A `SumTrunk` takes the features of one or more root nodes and sums them together.
If the root nodes have different dimensions, the `SumTrunk` will use a linear layer to project them to the same dimension before summing them together.
In this example we only have one root node and the features are already the same as the output dimension so the trunk is equivalent to an identity function.

In a later tutorial we will see how to use a `SumTrunk` to combine the outputs of multiple root nodes to make a multi-modal model.

In [None]:
from cortex.model.trunk import SumTrunk

num_roots = 1
trunk_node = SumTrunk(in_dims=[feature_dim] * num_roots, out_dim=feature_dim)
trunk_output = trunk_node(root_output)

print(trunk_output.trunk_features.shape)


### A Branch Node

A `BranchNode` learns features for a specific task (or group of tasks). 
In this example we only have one task so we will set `num_blocks=0`, which means the branch node will be equivalent to an identity function.

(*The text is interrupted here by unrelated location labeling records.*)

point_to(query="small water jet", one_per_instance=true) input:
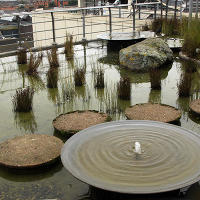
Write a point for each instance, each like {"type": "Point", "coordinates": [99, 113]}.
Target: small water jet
{"type": "Point", "coordinates": [101, 156]}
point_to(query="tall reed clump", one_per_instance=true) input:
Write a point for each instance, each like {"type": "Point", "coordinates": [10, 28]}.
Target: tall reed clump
{"type": "Point", "coordinates": [79, 76]}
{"type": "Point", "coordinates": [21, 56]}
{"type": "Point", "coordinates": [53, 57]}
{"type": "Point", "coordinates": [124, 88]}
{"type": "Point", "coordinates": [34, 63]}
{"type": "Point", "coordinates": [191, 44]}
{"type": "Point", "coordinates": [155, 78]}
{"type": "Point", "coordinates": [23, 100]}
{"type": "Point", "coordinates": [99, 77]}
{"type": "Point", "coordinates": [52, 78]}
{"type": "Point", "coordinates": [69, 47]}
{"type": "Point", "coordinates": [184, 86]}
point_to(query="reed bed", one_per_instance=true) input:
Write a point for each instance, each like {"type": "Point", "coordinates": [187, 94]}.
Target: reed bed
{"type": "Point", "coordinates": [53, 58]}
{"type": "Point", "coordinates": [52, 78]}
{"type": "Point", "coordinates": [34, 63]}
{"type": "Point", "coordinates": [69, 47]}
{"type": "Point", "coordinates": [23, 100]}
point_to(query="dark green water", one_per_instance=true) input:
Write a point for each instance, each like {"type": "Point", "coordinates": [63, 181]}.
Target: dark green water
{"type": "Point", "coordinates": [56, 182]}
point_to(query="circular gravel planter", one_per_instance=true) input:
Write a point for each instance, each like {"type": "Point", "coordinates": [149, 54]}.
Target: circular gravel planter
{"type": "Point", "coordinates": [155, 112]}
{"type": "Point", "coordinates": [30, 151]}
{"type": "Point", "coordinates": [195, 106]}
{"type": "Point", "coordinates": [72, 122]}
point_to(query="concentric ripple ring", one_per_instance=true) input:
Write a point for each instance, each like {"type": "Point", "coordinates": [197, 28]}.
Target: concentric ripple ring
{"type": "Point", "coordinates": [104, 156]}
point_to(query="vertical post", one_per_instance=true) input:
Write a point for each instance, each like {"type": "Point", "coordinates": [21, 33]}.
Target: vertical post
{"type": "Point", "coordinates": [166, 12]}
{"type": "Point", "coordinates": [19, 31]}
{"type": "Point", "coordinates": [190, 9]}
{"type": "Point", "coordinates": [133, 6]}
{"type": "Point", "coordinates": [175, 9]}
{"type": "Point", "coordinates": [53, 28]}
{"type": "Point", "coordinates": [83, 18]}
{"type": "Point", "coordinates": [110, 20]}
{"type": "Point", "coordinates": [120, 12]}
{"type": "Point", "coordinates": [155, 9]}
{"type": "Point", "coordinates": [181, 11]}
{"type": "Point", "coordinates": [197, 9]}
{"type": "Point", "coordinates": [139, 14]}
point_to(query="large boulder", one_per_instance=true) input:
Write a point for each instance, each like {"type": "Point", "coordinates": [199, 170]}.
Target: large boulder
{"type": "Point", "coordinates": [150, 53]}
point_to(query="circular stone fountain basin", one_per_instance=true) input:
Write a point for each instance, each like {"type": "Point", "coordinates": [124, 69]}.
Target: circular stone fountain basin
{"type": "Point", "coordinates": [104, 156]}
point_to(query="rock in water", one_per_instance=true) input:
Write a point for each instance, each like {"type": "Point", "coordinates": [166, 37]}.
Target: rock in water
{"type": "Point", "coordinates": [150, 53]}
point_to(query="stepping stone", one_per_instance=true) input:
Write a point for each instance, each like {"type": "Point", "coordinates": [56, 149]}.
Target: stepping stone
{"type": "Point", "coordinates": [155, 112]}
{"type": "Point", "coordinates": [30, 151]}
{"type": "Point", "coordinates": [72, 122]}
{"type": "Point", "coordinates": [195, 106]}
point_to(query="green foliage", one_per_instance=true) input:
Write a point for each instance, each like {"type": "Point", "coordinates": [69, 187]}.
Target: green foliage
{"type": "Point", "coordinates": [22, 100]}
{"type": "Point", "coordinates": [192, 39]}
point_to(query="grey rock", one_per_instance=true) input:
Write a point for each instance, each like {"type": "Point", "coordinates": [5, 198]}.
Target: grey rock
{"type": "Point", "coordinates": [150, 53]}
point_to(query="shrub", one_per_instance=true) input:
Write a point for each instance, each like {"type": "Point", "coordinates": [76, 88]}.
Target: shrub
{"type": "Point", "coordinates": [22, 100]}
{"type": "Point", "coordinates": [124, 88]}
{"type": "Point", "coordinates": [192, 39]}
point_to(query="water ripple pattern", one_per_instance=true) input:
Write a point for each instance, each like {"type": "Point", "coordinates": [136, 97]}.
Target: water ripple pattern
{"type": "Point", "coordinates": [168, 157]}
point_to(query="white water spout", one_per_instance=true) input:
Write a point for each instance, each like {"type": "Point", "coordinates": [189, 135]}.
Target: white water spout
{"type": "Point", "coordinates": [138, 149]}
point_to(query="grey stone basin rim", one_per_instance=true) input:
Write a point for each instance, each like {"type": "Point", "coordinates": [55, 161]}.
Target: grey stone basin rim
{"type": "Point", "coordinates": [82, 136]}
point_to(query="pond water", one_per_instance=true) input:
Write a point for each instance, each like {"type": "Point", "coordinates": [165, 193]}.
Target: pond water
{"type": "Point", "coordinates": [55, 181]}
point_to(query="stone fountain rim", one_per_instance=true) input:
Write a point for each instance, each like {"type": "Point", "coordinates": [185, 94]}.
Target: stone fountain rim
{"type": "Point", "coordinates": [129, 190]}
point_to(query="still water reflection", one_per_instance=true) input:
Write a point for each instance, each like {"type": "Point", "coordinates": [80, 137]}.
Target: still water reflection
{"type": "Point", "coordinates": [56, 182]}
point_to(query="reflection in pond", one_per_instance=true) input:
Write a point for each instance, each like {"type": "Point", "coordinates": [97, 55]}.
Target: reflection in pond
{"type": "Point", "coordinates": [26, 121]}
{"type": "Point", "coordinates": [49, 103]}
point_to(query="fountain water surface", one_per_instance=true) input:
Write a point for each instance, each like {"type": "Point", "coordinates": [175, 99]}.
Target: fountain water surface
{"type": "Point", "coordinates": [103, 156]}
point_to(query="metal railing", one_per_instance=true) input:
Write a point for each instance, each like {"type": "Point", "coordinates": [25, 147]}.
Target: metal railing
{"type": "Point", "coordinates": [85, 24]}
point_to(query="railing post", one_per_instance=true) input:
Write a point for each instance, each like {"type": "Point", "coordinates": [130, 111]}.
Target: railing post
{"type": "Point", "coordinates": [155, 9]}
{"type": "Point", "coordinates": [175, 8]}
{"type": "Point", "coordinates": [139, 16]}
{"type": "Point", "coordinates": [120, 14]}
{"type": "Point", "coordinates": [180, 11]}
{"type": "Point", "coordinates": [83, 18]}
{"type": "Point", "coordinates": [110, 20]}
{"type": "Point", "coordinates": [53, 28]}
{"type": "Point", "coordinates": [133, 6]}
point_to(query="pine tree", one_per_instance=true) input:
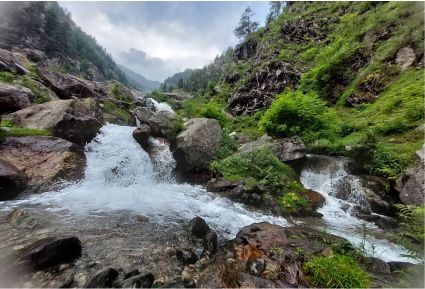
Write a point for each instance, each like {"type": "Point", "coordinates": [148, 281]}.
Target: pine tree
{"type": "Point", "coordinates": [246, 25]}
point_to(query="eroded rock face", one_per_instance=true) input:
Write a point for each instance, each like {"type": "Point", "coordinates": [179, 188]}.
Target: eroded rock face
{"type": "Point", "coordinates": [258, 92]}
{"type": "Point", "coordinates": [411, 185]}
{"type": "Point", "coordinates": [44, 160]}
{"type": "Point", "coordinates": [66, 85]}
{"type": "Point", "coordinates": [12, 181]}
{"type": "Point", "coordinates": [73, 120]}
{"type": "Point", "coordinates": [13, 98]}
{"type": "Point", "coordinates": [197, 144]}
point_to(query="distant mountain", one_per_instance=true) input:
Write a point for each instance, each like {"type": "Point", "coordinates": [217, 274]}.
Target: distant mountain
{"type": "Point", "coordinates": [139, 81]}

In a later tutorial we will see how to use a `BranchNode` to learn different features for different tasks in a multi-task model.

In [None]:
from cortex.model.branch import Conv1dBranch

branch_node = Conv1dBranch(
    in_dim=feature_dim,
    channel_dim=feature_dim,
    out_dim=feature_dim,
    num_blocks=0,
    kernel_size=kernel_size,
)
branch_output = branch_node(trunk_output)
print(branch_output.branch_features.shape)

### A Leaf Node

In [None]:
from cortex.model.leaf import ClassifierLeaf

leaf_node = ClassifierLeaf(
    in_dim=feature_dim,
    num_classes=2,
    branch_key="protein_features_0"  # used to attach the leaf to a particular branch
)
leaf_output = leaf_node(branch_output)
print(leaf_output.logits.shape)

### A Neural Tree

We've defined all the nodes we need and shown how to manually pass data through them. 
We can accomplish the same thing by using a `NeuralTree` to manage the nodes for us.


In [None]:
from torch import nn
from cortex.model.tree import SequenceModelTree

tree = SequenceModelTree(
    root_nodes=nn.ModuleDict({"protein_seq": root_node}),  # {"root_key": root_node}
    trunk_node=trunk_node,
    branch_nodes=nn.ModuleDict({"protein_features_0": branch_node}),  # {"branch_key": branch_node}
    leaf_nodes=nn.ModuleDict({"protein_property_0": leaf_node}),  # {"leaf_key": leaf_node}
)

tree_input = {"protein_seq": {"seq_array": protein_seqs}}  # {"root_key": {**root_kwargs}}
tree_output = tree(tree_input)

print(tree_output.leaf_outputs["protein_property_0"].logits.shape)

### Summary

What have we accomplished? This was certainly not the simplest way to construct this particular model, and in fact may have seemed awkward and overly complicated.
As we will see in the next tutorial, the real power of these abstractions comes when we want to define more complex models, or take an existing model and extend its behavior.